The idea is to perpetuate a colonial stigmatising ideology of African governments as disorganised and incapable of running their economies without colonial state interventions. 

When Zimbabwe weaned herself out of colonial economic hegemony surrogacy, the West immediately invested Zimbabwe’s reputation deformation to popularise bad governance as an integral part of the ZANU PF-led government. 

The key aim of this proliferated misgiving of our national image remains anchored on dissuading alternative capital from finding its way into Zimbabwe. 

In the context of our isolation from investment opportunities and denial of access to global credit lines, we need to avoid all deviant behaviour in terms of managing our resources. 

This is a patriotic thing to do. At this point, we cannot afford to allow a few cartels to abuse public funds for self-enrichment. 

By dealing with the mischief in the procurement sector, Government is exposing that economic patronage has no place in the broader scope to nation-building. 

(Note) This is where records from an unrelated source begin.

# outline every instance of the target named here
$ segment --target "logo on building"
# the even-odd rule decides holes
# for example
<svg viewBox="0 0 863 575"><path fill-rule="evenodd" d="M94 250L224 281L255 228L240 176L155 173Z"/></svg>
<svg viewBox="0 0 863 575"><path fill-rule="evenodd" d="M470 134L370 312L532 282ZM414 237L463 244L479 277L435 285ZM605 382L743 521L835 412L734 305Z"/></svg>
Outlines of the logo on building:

One would have expected both the public and private media to use this position to highlight the government and the ruling party’s total disconnection from the corruption associated with public tenders. 

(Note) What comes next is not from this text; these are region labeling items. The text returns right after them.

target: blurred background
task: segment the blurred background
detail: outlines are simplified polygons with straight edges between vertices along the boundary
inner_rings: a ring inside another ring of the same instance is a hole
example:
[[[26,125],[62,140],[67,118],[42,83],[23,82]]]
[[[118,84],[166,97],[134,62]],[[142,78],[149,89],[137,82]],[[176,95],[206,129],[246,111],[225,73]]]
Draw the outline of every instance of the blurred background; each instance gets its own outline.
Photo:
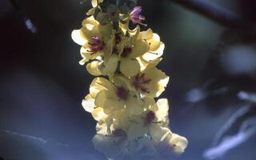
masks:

The media should be explicitly emphasising how the corruption bedevilling public sector finance is instigated by an embarrassingly gluttonous private sector. 

Humanising the public sector

Treasury’s timely interventions also evoke deep introspection which should motivate the need to humanise our entire economic system.

Humanising the public finance space should be seen through a private sector that is committed to ensuring that all its supplied goods and services are reasonably priced. 

That way, equal and economically reasonable public service access will be realised. Efficiency and ease of doing business in the public sector is enabled by fair Public and Private Partnerships (PPPs).

However, it is unfortunate that Government’s role as the biggest buyer of goods and services has been abused to suit irrational capitalist penchants.

The decision by Treasury to withhold and revise payments also enjoins us to understand that in as much as our economy suffers external arbitrage, we are also to blame for some of the problems we are facing. 

Reforming at our own behest  

Pan-Africanist scholars and activists have always lamented the implementation of externally imposed reforms in Africa. 

For this reason, the current clarion call for the removal of illegal sanctions imposed on Zimbabwe has been affectionately received. The growing anti-sanctions movement is an expression of Africa’s uttermost displeasure in the West dictating the manner in which Zimbabwe should reform in a bid to recover political and economic democratisation values – which were never lost in the first place. 

Africa’s anti-sanctions position is underpinned by the decolonisation moral standpoint of Zimbabwe’s sovereign dignity and honour. Therefore, this call for reform in public sector procurement substantiates a political will to do the right thing for the benefit of our people. 

This demonstrates that Zimbabwe’s sovereign maturation is sufficient to guide internal decision-making processes without conforming to orders from the citadels of colonialism. 

Going forward, there is a need for more similar public policies which revolutionise the art of governance.

Policy-making direction must be determined by the aspirations of our independence and the changing needs of our people. 

We must reform because we want to reform. We must not reform to conform to external demands and pressures.